Gardens in the Sky
With the creation of new developments that embrace indoor/outdoor living and a sustainable lifestyle, a return to nature is evident in the Chinese luxury marketplace.
By Stacey Staum
Rooftop gardening and organic farming are not always associated with the luxury lifestyle. But two new real estate developments in China are changing the profile of luxury living through the blending of parks, gardens and sustainable amenities into the indoor realm.
Luxelakes Crystal Laputa, located in Chengdu, offers high-rise luxury living with the feel of stand-alone houses. Tim Magill, design principal of the development, explains, “The main concept was to create a vertical village, where you have houses of distinction in a tower rather than having them on the ground. They have the feel of the American dream with a garden, pool and backyard, and they sit on their own plots, but are stacked one on top of the other.” Magill describes the development as offering a California lifestyle, with indoor/outdoor living and an inherent connectedness to nature.
The development features some of the finest amenities, with sustainability at the forefront of the design. “The retail village amenities are interconnected by water taxis and above-road pedestrian bridges, so the notion of walkability makes this a really sustainable community. These communities, since they are mixed use, are more sustainable because you’re not going off site for everything,” Magill says. In addition to designer shops and restaurants, Crystal Laputa features beautiful gardens, spaces for children to play, teahouses and clubhouses for the enjoyment of the community.
Another environmentally conscious feature can be found in the design of the residences themselves. “From a technical sustainability side, all of the buildings use low-E glass. In Chengdu, there’s a lot of cloud cover, so while the buildings are glassy, there’s not a need for sun-shading because of the micro-climate there,” Magill says.
Wuhan Tiandi Park Place, found in Wuhan, provides residents of the community with sustainable opportunities in the development, and hosts a variety of high-end retail shops, businesses and community gathering areas. Changsuk Lim, project designer of the development, shares, “There are park spaces emerging from the river, with maximum accessibility for the whole community, not just residents. We try to engage the community in the emerging urban life and green aspects of the project. We provide a huge urban level under roof, in which we also provide education about sustainability and 24-hour organic gardens. The residents can also have their own small gardens to grow their own organic produce.”

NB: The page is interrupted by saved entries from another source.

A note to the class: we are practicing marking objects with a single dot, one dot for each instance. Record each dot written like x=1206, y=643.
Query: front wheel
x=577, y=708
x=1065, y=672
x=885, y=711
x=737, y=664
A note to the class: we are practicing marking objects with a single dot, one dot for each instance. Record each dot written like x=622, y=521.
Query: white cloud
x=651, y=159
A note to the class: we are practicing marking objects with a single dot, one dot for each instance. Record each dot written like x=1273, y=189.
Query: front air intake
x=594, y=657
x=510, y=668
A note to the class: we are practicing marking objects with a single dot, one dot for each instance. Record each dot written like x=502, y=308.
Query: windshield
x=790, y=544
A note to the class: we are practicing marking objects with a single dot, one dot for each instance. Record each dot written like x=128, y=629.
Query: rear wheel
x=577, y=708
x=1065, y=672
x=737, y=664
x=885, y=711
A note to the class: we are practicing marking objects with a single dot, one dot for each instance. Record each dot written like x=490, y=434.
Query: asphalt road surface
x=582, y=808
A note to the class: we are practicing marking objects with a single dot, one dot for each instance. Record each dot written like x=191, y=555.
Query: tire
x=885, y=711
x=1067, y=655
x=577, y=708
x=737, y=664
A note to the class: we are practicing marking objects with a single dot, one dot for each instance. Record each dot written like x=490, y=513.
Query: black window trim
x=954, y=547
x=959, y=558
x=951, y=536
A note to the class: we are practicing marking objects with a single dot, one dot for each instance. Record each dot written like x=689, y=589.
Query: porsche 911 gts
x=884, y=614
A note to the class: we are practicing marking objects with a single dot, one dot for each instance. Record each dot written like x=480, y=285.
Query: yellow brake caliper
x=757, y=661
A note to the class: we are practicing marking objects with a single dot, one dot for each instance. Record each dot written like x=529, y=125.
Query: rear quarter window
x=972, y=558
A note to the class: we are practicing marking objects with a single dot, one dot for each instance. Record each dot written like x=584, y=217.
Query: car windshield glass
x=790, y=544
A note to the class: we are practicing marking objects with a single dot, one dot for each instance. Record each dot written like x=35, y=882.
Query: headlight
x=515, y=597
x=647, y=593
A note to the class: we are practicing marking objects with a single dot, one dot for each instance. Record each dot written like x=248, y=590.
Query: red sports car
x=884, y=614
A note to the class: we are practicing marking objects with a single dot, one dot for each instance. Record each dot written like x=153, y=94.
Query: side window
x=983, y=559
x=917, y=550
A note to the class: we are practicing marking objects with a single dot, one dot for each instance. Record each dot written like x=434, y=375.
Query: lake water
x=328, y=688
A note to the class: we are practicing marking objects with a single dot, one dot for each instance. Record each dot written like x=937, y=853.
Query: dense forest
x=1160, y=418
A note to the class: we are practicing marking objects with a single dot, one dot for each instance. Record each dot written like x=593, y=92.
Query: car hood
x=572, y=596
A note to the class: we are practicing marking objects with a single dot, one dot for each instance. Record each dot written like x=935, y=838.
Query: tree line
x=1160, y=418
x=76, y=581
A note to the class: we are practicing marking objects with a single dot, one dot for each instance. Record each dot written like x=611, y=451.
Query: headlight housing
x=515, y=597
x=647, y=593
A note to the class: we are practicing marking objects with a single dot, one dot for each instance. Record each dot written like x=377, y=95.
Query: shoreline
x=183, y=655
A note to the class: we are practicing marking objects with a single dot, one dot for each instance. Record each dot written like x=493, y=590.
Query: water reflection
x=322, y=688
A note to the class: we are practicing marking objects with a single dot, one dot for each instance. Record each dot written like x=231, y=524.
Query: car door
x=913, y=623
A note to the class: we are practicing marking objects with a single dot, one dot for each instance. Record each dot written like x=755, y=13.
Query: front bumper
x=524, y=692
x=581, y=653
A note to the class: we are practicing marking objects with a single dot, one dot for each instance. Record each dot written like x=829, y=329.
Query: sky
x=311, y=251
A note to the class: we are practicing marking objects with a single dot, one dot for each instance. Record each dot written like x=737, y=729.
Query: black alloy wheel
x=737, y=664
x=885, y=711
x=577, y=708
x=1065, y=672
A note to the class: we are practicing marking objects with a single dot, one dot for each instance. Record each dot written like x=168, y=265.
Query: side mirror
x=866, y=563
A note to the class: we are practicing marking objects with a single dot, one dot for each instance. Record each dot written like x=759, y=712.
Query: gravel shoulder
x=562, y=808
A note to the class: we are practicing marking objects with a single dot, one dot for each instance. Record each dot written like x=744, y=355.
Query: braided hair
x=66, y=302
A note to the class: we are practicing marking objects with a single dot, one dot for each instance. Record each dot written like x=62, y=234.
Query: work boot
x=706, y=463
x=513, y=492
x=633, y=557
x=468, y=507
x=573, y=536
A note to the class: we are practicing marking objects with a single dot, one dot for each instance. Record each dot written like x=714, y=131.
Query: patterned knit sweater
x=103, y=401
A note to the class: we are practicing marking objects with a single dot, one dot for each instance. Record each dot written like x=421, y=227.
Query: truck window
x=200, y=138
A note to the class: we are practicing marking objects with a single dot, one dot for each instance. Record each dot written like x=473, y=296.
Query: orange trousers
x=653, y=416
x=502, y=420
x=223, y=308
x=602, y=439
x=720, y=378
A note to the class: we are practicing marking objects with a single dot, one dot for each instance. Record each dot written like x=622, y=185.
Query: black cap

The design of the building allows for environmentally conscious living year-round. “Most seasons will be comfortable via mechanical systems, but we also engage the folding doors and windows, which face the garden. The doors and windows can be opened so the breeze can enter the mall and can cool it down. We really try to balance between natural ventilation, which is passive, and mix with it a mechanical cooling system. The gardens with folding doors help with climate control, and also give people access to indoor/outdoor spaces,” he says. The buildings are also LEED-certified.
Community is crucial to the Park Place project. “We’ve really been trying to create a lifestyle that is a fusion between inside and outside,” says Lim. “Mixing nature and urban life together is important. The project offers a lifestyle center, allowing for social engagement by creating gathering areas inside and outside, which will help the overall community. So, members of the community can talk, engage socially, have a farmers’ market on the terrace and do tai chi in the morning.”
By bringing nature inside and providing for an indoor/outdoor community lifestyle, Luxelakes Crystal Laputa and Wuhan Tiandi Park Place create a sustainable environment within the Chinese luxury market.